Here are fuller thoughts on Kim Thompson, from several top industry figures (as quoted to Comic Riffs):
“He was the guy [at Fantagraphics] I dealt with on the nuts-and-bolts level for everything production-wise. And he was an amazingly great spellchecker and editor. He caught every one of my textual missteps for over 20 years — even when they were in French. Especially if they were in French. He never tried to change what Zippy said — he just made Zippy a better communicator.
“I always thanked Kim for his meticulousness. I told him Zippy's audience needed all the help they could get. I'll really miss him.”
— Bill Griffith
“Kim sent me a Krazy Kat hardcover a year or two ago, unexpectedly.
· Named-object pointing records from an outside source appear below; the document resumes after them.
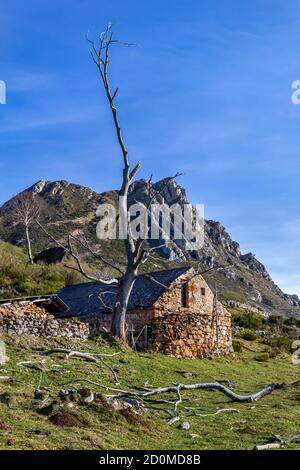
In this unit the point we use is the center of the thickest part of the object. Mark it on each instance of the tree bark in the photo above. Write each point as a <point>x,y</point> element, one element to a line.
<point>118,326</point>
<point>29,250</point>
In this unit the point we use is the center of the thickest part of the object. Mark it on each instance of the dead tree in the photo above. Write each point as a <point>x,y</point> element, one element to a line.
<point>137,249</point>
<point>25,210</point>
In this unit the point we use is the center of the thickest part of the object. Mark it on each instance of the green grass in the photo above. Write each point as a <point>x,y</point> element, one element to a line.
<point>106,429</point>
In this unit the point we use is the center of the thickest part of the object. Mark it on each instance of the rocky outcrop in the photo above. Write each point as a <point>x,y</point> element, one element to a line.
<point>71,208</point>
<point>31,320</point>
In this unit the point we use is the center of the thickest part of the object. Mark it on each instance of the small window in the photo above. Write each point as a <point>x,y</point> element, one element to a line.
<point>184,295</point>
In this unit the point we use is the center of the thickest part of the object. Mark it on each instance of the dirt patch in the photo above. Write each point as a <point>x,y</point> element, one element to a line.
<point>4,426</point>
<point>65,420</point>
<point>247,430</point>
<point>132,418</point>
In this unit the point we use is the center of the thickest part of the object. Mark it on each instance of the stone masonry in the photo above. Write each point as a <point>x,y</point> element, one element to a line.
<point>29,319</point>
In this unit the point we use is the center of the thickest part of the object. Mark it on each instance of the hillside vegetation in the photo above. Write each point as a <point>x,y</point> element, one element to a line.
<point>30,421</point>
<point>18,278</point>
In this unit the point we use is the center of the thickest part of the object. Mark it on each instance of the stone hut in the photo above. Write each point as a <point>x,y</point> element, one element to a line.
<point>178,314</point>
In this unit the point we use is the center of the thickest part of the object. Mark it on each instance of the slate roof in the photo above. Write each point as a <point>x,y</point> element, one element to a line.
<point>83,299</point>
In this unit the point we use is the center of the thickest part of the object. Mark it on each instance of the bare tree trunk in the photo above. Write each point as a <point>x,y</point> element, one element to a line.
<point>118,326</point>
<point>29,251</point>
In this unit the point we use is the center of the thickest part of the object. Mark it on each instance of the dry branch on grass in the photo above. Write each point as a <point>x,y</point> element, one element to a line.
<point>90,357</point>
<point>178,388</point>
<point>277,443</point>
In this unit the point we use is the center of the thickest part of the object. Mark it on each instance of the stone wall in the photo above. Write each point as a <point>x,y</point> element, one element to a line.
<point>191,331</point>
<point>192,335</point>
<point>32,320</point>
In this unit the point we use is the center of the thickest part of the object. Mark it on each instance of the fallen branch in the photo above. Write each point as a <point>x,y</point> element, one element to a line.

When I wrote to him and asked about it, he said it was in part because I’d provided some materials for another Fantagraphics book, but the main reason he sent it was because he knew I’d appreciate it. That’s his legacy right there, making great books and doing whatever he could to get them into the hands of people who would appreciate them.”
— Andrew Farago
“Kim was a guiding force in the alternative comics movement, one of the most important developments in comics history. Fantagraphics has had and continues to have a huge impact on so many cartoonists, whether they are published by the company or not. Personally, I’ll also remember Kim fondly as perhaps the only mature, reasonable voice in the early, wild days of bitterly argumentative cartoonists on the internet.